Deuteronomio 30, 15-20; Sal 1, 1-2. 3. 4 y 6 ; san Lucas 9, 22-25

“Dichoso el hombre que su gozo es la ley del Señor, y medita su ley día y noche”. Sí, son estos días los más adecuados para considerar aspectos esenciales de nuestra fe. Sin embargo, para otros, seguirán siendo las habituales semanas de trabajo, de esperar salir el sábado por la noche para “desconectar”, de algunas noches de insomnio… Quizás los carnavales hayan significado lo más importante para aquellos que esperaban algo distinto y relajado durante estas fechas. Ahora bien, ¿puede el “entierro de la sardina” darme una respuesta a mis deseos más profundos? Alguno dirá que no podemos mezclar las cosas, y que una diversión es tan legítima para alguien que, por otro lado, tenga una devoción religiosa sincera. Indudablemente que puede compaginarse el ocio con la fe, el problema resulta cuando hacemos protagonizar a la “sardina”, de tal manera que domine nuestro corazón. Las palabras del Deuteronomio no dejan a la improvisación lo que Dios espera de nosotros. Gozar la ley del Señor en todo momento es vivir, no con la obsesión de ser incapaces de estar a la altura de las circunstancias, sino de disfrutar de la presencia de Dios, incluso en esos tiempos en los que otras cosas parecen haber ganado nuestra atención… porque, “cuanto emprende tiene buen fin”.

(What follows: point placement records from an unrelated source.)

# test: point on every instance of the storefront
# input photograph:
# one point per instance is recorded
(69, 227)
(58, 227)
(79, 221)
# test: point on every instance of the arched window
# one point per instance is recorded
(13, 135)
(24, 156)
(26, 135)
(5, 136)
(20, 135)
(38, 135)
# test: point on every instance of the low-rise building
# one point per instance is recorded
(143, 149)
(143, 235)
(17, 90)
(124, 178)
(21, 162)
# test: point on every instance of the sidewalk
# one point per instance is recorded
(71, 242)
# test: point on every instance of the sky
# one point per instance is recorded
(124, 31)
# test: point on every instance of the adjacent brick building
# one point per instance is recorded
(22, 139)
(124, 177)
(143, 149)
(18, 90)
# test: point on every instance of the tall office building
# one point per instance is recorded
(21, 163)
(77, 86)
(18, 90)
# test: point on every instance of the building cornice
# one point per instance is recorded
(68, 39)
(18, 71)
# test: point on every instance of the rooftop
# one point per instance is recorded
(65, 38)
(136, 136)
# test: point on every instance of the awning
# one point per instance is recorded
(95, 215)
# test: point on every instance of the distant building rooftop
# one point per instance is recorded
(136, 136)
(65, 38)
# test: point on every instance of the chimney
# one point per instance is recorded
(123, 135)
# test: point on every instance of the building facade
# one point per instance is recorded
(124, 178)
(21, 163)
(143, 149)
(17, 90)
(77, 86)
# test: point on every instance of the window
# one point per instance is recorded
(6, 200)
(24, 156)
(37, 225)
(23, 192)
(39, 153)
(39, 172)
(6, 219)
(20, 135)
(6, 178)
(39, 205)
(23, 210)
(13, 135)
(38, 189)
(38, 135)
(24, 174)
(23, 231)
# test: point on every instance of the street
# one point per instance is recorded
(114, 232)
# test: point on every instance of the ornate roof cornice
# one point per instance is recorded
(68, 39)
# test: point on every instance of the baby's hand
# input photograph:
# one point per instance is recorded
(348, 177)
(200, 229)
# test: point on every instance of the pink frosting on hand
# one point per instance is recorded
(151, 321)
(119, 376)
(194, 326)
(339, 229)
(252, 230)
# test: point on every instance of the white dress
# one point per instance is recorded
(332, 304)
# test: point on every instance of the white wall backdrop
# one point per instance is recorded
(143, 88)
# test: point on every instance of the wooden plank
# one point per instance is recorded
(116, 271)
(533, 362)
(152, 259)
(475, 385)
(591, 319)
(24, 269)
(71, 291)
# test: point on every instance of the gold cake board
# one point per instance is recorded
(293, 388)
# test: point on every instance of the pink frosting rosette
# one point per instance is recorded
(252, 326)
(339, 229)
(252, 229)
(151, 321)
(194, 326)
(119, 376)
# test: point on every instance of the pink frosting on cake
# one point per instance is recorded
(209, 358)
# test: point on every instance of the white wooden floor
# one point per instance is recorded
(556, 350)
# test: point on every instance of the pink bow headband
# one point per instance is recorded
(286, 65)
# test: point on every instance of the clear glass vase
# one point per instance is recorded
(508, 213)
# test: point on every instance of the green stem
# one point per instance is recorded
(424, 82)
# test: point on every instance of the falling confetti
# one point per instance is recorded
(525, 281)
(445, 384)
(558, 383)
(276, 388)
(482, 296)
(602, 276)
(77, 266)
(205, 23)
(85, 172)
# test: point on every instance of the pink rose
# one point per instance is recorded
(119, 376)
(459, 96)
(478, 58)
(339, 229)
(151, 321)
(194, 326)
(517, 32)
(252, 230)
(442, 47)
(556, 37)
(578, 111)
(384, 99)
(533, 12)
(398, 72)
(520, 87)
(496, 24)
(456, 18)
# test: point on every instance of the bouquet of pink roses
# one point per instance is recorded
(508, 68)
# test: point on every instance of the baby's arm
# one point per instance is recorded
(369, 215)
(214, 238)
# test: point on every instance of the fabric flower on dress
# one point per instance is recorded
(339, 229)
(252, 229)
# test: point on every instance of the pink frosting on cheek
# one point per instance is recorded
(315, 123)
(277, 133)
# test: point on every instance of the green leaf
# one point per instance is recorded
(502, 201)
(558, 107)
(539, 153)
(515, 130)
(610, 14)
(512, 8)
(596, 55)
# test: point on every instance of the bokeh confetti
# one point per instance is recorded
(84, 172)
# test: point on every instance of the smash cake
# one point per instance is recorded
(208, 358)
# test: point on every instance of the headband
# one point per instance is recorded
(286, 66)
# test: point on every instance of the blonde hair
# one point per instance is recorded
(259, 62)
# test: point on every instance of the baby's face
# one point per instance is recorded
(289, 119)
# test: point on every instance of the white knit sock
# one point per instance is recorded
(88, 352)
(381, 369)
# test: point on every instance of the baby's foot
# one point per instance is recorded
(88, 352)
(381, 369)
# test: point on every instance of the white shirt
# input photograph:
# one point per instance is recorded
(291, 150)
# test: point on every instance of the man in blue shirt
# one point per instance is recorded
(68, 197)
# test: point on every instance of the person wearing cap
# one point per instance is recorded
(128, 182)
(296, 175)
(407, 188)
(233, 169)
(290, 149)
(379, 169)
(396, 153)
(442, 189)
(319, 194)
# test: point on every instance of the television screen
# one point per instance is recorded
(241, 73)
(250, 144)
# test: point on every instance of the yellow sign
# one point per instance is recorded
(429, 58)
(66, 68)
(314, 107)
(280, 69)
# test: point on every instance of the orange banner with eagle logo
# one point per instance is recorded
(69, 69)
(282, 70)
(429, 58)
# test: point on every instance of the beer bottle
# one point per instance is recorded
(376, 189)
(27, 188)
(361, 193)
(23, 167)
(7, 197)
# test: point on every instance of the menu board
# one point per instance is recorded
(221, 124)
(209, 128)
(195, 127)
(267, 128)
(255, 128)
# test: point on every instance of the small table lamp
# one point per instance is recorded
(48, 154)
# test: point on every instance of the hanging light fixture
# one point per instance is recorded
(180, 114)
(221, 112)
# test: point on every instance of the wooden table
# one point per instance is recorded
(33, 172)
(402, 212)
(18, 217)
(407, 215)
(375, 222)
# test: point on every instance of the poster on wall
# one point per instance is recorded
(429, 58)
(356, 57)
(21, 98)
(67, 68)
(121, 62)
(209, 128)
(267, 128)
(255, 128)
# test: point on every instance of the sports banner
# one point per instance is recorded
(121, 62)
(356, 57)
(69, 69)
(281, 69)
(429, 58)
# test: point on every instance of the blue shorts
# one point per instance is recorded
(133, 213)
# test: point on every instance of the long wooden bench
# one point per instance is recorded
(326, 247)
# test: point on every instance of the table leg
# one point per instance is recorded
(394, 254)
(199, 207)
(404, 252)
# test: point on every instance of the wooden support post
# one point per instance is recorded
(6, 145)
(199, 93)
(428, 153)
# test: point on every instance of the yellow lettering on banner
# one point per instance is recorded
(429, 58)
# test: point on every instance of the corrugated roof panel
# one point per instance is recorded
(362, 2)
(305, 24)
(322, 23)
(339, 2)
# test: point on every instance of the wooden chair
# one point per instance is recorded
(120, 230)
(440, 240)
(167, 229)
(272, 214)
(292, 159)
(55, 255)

El sentido de enterrar una “raspa”, aunque sea de sardina, para dejar libre a la carne, no deja de tener su gracia. La Iglesia no sólo nos da una recomendación para contemplar cómo se operó nuestra salvación, sino que, precisamente, nos está pidiendo atención para que contemplemos hasta qué punto Dios está dispuesto a dar importancia a la carne. La segunda persona de la Trinidad se encarnó, y vivió con su carne, no despreciándola, sino dándole su verdadera plenitud: santificándola. A nosotros también se nos ha dado el poder santificar nuestra carne mortal, con nuestra propia vida, y a ejemplo de Cristo. Él nos cuenta su propia historia: “El Hijo del hombre tiene que padecer mucho, ser desechado por los ancianos, sumos sacerdotes y escribas, ser ejecutado y resucitar al tercer día”. Después de haber convivido unos pocos años con Jesús, sus discípulos parecen haberse escandalizado con estas palabras. Siguen confiando en sus propios modelos (esas “sardinas” que sólo les hablan de muerte), y son incapaces de descubrir qué significa “resucitar al tercer día”, es decir, que Cristo ame la carne (la tuya y la mía) hasta el punto de glorificarla para siempre.

El hijo de Dios nos da la respuesta a cómo vivir nuestras jornadas que, en tantas ocasiones, parecen ser tan anodinas: “El que quiera seguirme, que se niegue a sí mismo, cargue con su cruz cada día y se venga conmigo”. Ir con el Señor, ahora que ya ha comenzado la Cuaresma, es una oportunidad única. Seguir sus pasos hasta Jerusalén es también ponernos en camino con Él. Detrás de cada una de sus palabras y gestos encontraremos que, la cruz de la que tanto nos quejamos, la lleva Él mismo. El miedo dará paso a la adoración y al recogimiento, y cualquier penitencia que hagamos (ese sacrificio por no murmurar, esa sonrisa ante el impertinente, esa disposición por ayudar con prontitud…), nos pondrá ante el misterio de Dios hecho carne.

“¿De qué le sirve a uno ganar el mundo entero si se pierde o se perjudica a sí mismo?”. ¡Vamos a ganar almas para Dios! Aunque nos encontremos cansados, no podemos rendir nuestra voluntad por culpa de una triste sardina. La gente, con nombres y apellidos, esperan que les demos, con nuestro ejemplo, un testimonio de la verdad. María lo hizo también. Y en la carne desnuda de un Dios hecho hombre, contempló la salvación que, silenciosamente, se iba operando en su interior hasta permanecer junto a la Cruz de su Hijo… que es también la de cada uno de nosotros.